Di solito queste affermazioni sono buttate lì senza possibilità di verificare di che cosa si parli: ma stavolta è stato fatto un esempio specifico, la voce su David Sedaris, che per quanto mi riguarda è un perfetto sconosciuto ma a quanto pare è uno scrittore famoso, parecchio famoso, pubblicato in Italia da Mondadori; una sua raccolta di racconti ha venduto nel mondo più di sette milioni di copie. Così almeno diceva il mio interlocutore: non ho avuto voglia di verificare.

Era proprio vero che la voce era scritta da cani?
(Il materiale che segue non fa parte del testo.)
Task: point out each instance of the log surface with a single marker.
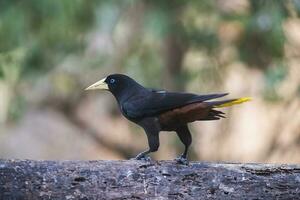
(27, 179)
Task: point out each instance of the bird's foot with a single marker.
(142, 157)
(182, 160)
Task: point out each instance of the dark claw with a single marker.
(142, 157)
(182, 160)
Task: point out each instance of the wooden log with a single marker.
(28, 179)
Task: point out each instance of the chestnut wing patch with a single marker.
(188, 113)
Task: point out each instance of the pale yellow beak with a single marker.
(100, 85)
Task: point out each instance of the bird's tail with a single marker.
(226, 103)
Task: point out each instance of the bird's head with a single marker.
(118, 84)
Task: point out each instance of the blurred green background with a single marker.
(51, 50)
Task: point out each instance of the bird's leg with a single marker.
(143, 156)
(186, 138)
(153, 141)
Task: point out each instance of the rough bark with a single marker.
(27, 179)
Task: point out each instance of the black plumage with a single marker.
(159, 110)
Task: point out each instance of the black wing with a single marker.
(154, 102)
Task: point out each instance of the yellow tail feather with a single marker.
(233, 102)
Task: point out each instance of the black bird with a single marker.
(159, 110)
Direi di sì: ma potete giudicare voi stessi guardando la voce com’era in quel momento. (Lo sapevate, vero, che si può vedere una qualunque versione passata di una voce di Wikipedia?) Diciamo che bisogna fare un bel po’ di fatica per tirare fuori un po’ di significato da quelle parole, anche se è cattivo leggere la frase «Ora è un famoso ed irriverente scrittore, gay dichiarato e fidanzato» e dire che Sedaris è diventato gay perché aveva scritto un libro che l’ha reso famoso. Ad ogni modo, sono andato a guardare cosa c’era scritto nella versione inglese e in una ventina di minuti ho tirato fuori una nuova versione. Ci ho messo relativamente tanto tempo perché già che c’ero ho deciso di aggiungere anche qualche link, e quindi ho dovuto verificarne l’esistenza: per il solo testo una decina di minuti mi sarebbero bastati. Il risultato non è certo eclatante, ma spero sia almeno sufficiente.
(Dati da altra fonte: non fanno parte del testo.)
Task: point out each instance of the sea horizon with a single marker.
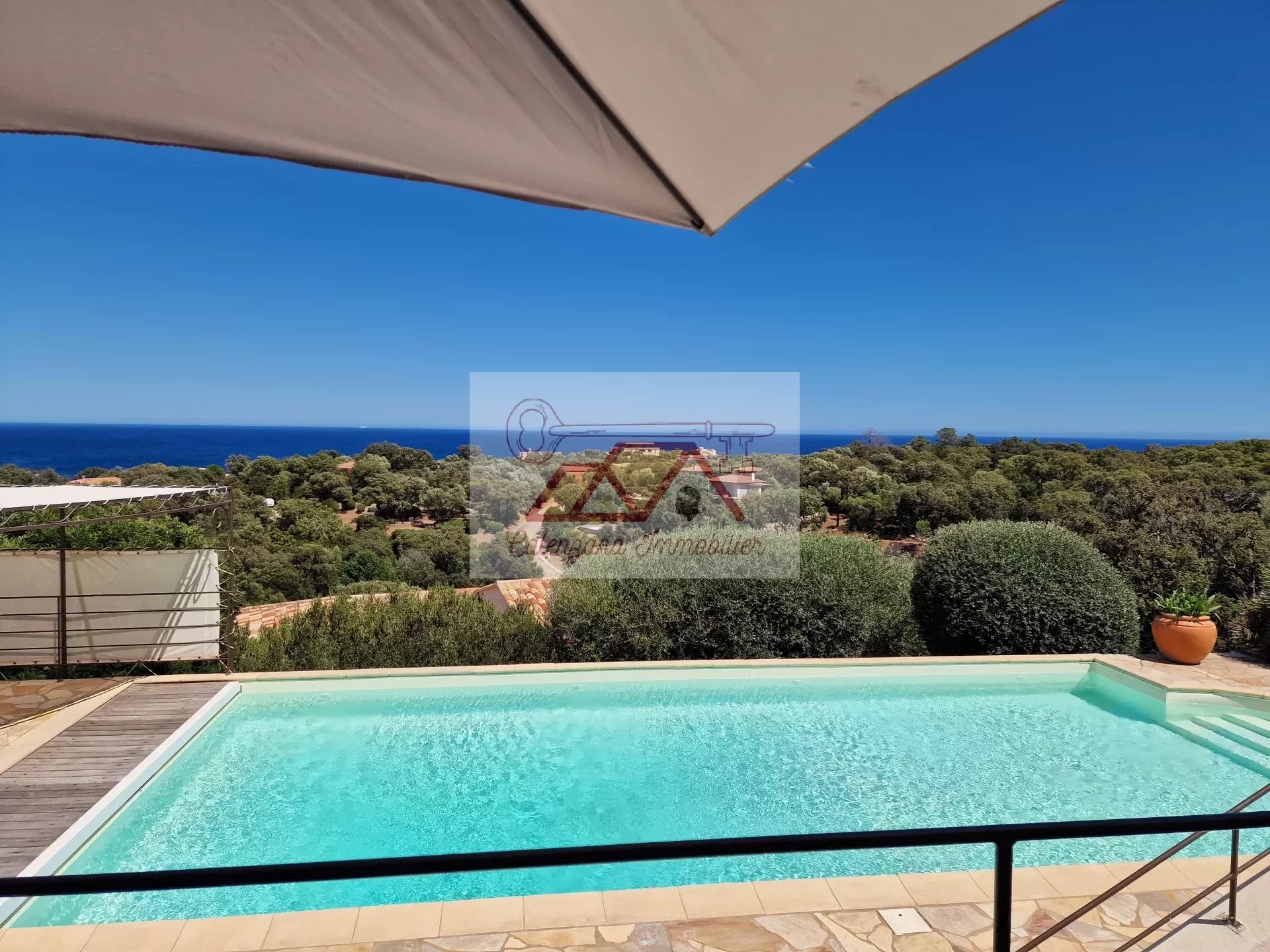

Due giorni dopo, sempre su Friendfeed, si è discusso di questo articolo di Renato Brunetta. Qualunque sia il vostro giudizio sull’iracondo esponente del Pdl, un minimo di onestà intellettuale vi dovrebbe fare ammettere che lui ha ragione quando implicitamente afferma che Wikipedia non può definire un concetto usando una citazione di qualcuno, come capitava in quel momento: foss’anche un premio Nobel come Dario Fo. In questo caso la cosa è stata ancora più veloce: mi è bastato un minuto per spostare le definizioni “di parte” più in basso, e altri due minuti il giorno dopo per aggiungere una citazione “dell’altra parrocchia” di Forattini (citazione che tra l’altro ho trovato su Wikiquote, il progetto fratello di Wikipedia che ha appunto lo scopo di raccogliere citazioni). Un vero lavoraccio, converrete con me; posso immaginare perché l’on. Brunetta abbia preferito scrivere un’articolessa sul Foglio e non modificare lui stesso l’enciclopedia.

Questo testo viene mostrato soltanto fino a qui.